François Hollande au "Monde" : "Je n'ai jamais pensé que le combat serait simple"

François Hollande en 2011
François Hollande en 2011 (PIERRE ANDRIEU / AFP)

"Je n'ai jamais pensé que le combat serait simple et facile, que l'alternance serait mécanique", affirme François Hollande dans un entretien au journal "Le Monde" publié jeudi. Tour d'horizon des réponses de François Hollande.

"Je n'ai jamais pensé que le combat serait simple et facile, que l'alternance serait mécanique", affirme François Hollande dans un entretien au journal "Le Monde" publié jeudi. Tour d'horizon des réponses de François Hollande.

Dans cet entretien au Monde publié jeudi, François Hollande définit l'enjeu de son programme : "Si les Français me confient la direction du pays, je demande à être jugé sur mes deux engagements : aurais-je amélioré la situation des jeunes en terme d'emploi et de réussite scolaire ?, aurais-je rendu mon pays plus juste ?

Principaux points abordés par François Hollande dans cette interview réalisée par Patrick Jarreau, David Revault d'Allonnes et Thomas Wieder:

-Son style :
'Je n'ai jamais pensé que le combat serait simple et facile, que l'alternance serait mécanique. Voilà pourquoi le premier tour est décisif pour convaincre ensuite une majorité de Français bien au-delà du Parti socialiste.
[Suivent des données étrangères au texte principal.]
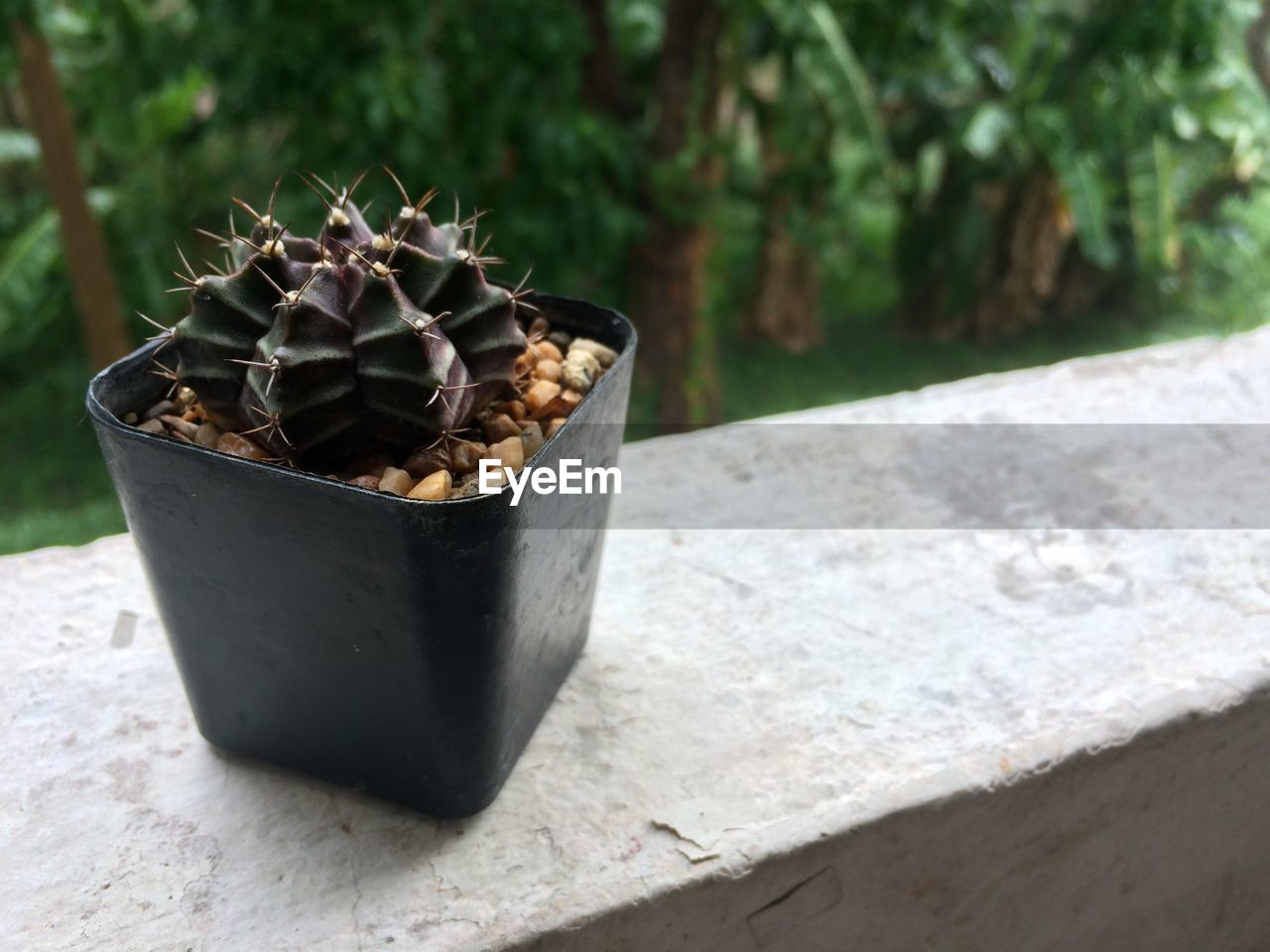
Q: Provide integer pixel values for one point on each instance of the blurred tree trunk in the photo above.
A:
(670, 264)
(991, 259)
(795, 182)
(96, 295)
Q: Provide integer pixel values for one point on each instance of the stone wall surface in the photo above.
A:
(829, 739)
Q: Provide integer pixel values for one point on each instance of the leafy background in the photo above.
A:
(876, 195)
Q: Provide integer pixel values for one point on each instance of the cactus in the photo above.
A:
(317, 347)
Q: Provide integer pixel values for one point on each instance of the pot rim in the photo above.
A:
(104, 417)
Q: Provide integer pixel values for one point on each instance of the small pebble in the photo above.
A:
(540, 395)
(539, 327)
(234, 444)
(427, 460)
(467, 488)
(208, 435)
(604, 354)
(549, 352)
(465, 457)
(509, 452)
(525, 363)
(397, 481)
(163, 408)
(548, 370)
(531, 438)
(435, 486)
(578, 372)
(512, 408)
(181, 426)
(499, 426)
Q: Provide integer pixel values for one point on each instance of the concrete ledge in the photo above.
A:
(778, 740)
Je préfère gagner une élection présidentielle avec un peu moins d'enthousiasme que de la perdre avec beaucoup plus de ferveur".

-Le quinquennat Sarkozy :
"Ce quinquennat n'a été qu'une suite de décisions contradictoires : des cadeaux fiscaux au plus favorisés en début de mandat, puis des prélèvements sur tous à la fin, l'austérité succédant à l'irresponsabilité budgétaire, MM. Kadhafi et Bachar Al-Assad reçus en grande pompe avant que l'on se convainque, à juste raison, qu'ils étaient des dictateurs massacrant leur peuple".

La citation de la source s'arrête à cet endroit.